\[ \def\x{{\boldsymbol{x}}} \def\y{{\boldsymbol{y}}} \]

As described in Talts et al. 2018, “Validating Bayesian Inference Algorithms with Simulation-Based Calibration”, see the Stan manual.

“Validating” here means checking a combination of:

  1. the algorithm has been coded correctly.

  2. the algorithm samples from the correct posterior (e.g. MCMC has converged)

Here we want to test that the survextrap package (which calls the Stan software for Bayesian estimation) samples from the posterior that it is supposed to sample from.

Core principle

The posterior \(p(\theta | \y)\), integrated over data \(\y\) generated from the prior predictive distribution \(p(\y)\), is equivalent to the prior \(p(\theta)\).

Core approach to algorithm

  • Repeatedly do:

    1. Simulate a dataset from the prior predictive distribution, i.e. simulate \(\theta\) from the prior \(p(\theta)\) followed by data \(y\) from \(p(y|\theta)\).

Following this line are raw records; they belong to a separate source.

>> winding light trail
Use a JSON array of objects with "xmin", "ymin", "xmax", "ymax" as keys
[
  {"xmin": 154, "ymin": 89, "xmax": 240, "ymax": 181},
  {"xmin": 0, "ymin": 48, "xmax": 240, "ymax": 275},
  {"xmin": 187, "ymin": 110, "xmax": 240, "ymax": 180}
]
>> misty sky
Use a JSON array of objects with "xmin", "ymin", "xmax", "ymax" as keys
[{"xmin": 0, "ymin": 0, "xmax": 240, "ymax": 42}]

    2. Fit the model to this dataset, getting a posterior

  • Average the resulting posteriors: should end up with the prior you started with

  • If it doesn’t match: this is evidence of bug in code, or a poorly-performing fitting algorithm.

How is this actually done

  • Choose some quantity of interest from model \(h(\theta)\) (scalar parameter or function of parameters).

  • For each \(i = 1, \ldots, N\)

    • generate a value \(\tilde\theta_i\) from the prior, hence a dataset \(\tilde{\y}_i\)

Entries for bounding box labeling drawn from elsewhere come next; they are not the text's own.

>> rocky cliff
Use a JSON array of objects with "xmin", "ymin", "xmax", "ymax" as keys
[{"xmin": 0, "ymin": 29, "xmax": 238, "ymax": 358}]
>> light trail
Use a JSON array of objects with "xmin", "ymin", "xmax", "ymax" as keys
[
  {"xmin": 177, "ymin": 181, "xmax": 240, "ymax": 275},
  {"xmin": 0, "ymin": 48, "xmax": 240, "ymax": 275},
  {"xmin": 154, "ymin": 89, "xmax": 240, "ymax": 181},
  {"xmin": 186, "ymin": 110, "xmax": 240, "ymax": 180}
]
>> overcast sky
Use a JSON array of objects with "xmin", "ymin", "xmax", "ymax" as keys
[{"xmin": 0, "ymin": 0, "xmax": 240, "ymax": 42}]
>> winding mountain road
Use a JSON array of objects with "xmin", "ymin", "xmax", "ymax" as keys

    • generate a sample of size \(L\), \(\{h(\theta_1), \ldots, h(\theta_L)\}\), from the posterior \(h(\theta | \tilde{\y}_i)\)

    • compute the rank \(r_i\) of \(h(\tilde\theta_i)\) among \(\{h(\theta_1), \ldots, h(\theta_L)\}\)

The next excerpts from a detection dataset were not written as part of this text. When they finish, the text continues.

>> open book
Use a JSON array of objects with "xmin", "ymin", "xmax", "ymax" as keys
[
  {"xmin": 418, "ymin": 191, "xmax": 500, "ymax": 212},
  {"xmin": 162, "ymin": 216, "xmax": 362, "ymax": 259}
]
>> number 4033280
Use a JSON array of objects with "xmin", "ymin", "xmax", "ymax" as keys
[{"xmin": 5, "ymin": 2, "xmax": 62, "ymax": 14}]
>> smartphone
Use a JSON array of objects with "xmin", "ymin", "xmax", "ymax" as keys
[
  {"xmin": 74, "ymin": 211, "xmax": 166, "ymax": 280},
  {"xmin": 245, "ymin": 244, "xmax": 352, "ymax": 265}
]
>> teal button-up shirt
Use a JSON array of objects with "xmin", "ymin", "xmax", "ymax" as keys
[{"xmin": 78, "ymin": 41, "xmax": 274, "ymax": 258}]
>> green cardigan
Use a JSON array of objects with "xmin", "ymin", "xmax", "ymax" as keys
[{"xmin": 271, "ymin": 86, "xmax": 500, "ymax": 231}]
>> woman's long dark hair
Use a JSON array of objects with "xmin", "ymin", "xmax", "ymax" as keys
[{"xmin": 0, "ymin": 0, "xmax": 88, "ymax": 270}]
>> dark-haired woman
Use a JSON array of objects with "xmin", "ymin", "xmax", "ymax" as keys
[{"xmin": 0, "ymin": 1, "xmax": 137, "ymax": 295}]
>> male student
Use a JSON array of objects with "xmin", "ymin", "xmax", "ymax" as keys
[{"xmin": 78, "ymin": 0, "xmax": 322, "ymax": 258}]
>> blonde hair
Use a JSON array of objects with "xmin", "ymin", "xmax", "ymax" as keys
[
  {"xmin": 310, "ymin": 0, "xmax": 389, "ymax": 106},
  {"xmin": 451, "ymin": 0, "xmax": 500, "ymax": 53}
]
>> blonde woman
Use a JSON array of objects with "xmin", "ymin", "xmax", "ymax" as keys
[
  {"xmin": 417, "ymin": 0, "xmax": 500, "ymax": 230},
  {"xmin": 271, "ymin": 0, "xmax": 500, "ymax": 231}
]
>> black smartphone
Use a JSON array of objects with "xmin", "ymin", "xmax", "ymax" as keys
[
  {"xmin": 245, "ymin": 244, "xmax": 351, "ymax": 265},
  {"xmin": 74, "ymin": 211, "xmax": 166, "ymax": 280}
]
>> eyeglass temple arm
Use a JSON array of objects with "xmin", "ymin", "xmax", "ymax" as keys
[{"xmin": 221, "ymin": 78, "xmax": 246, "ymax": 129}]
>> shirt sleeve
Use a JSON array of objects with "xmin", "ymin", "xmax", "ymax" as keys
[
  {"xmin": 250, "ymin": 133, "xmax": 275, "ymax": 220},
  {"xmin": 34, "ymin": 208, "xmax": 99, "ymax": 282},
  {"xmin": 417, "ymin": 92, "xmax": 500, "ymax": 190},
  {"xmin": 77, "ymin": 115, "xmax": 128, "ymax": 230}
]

  • Plot a histogram of the ranks \(r_1,\ldots,r_N\). They should be uniformly distributed across \(0\) to \(L\). (proof in Talts et al.)

Awkward aspects

Computationally expensive, though easily parallelisable

  • \(L=100\) posterior sample used in Talts et al. Prior samples \(N\) chosen depending on speed of posterior sampling, so that procedure takes a few hours at most. \(N=1000, 10000\) used in Talts et al.

Have to check one parameter / quantity \(h(\theta)\) a time

Informal check by eye: no quantitative measure of bad fit, so can’t automate

Needs informative priors (enough to avoid extreme samples from prior predictive distribution)

Application to survextrap

Compare accuracy of posterior computation using three alternative posterior sampling methods in Stan

  1. Full Hamiltonian MCMC

  2. Optimisation / Laplace approximation

  3. Variational Bayes

Quantity of interest \(h(\theta)\): the restricted mean survival time over 5 years

\(N=1000\) prior samples and model fits, \(L=100\) posterior samples, which takes a few hours.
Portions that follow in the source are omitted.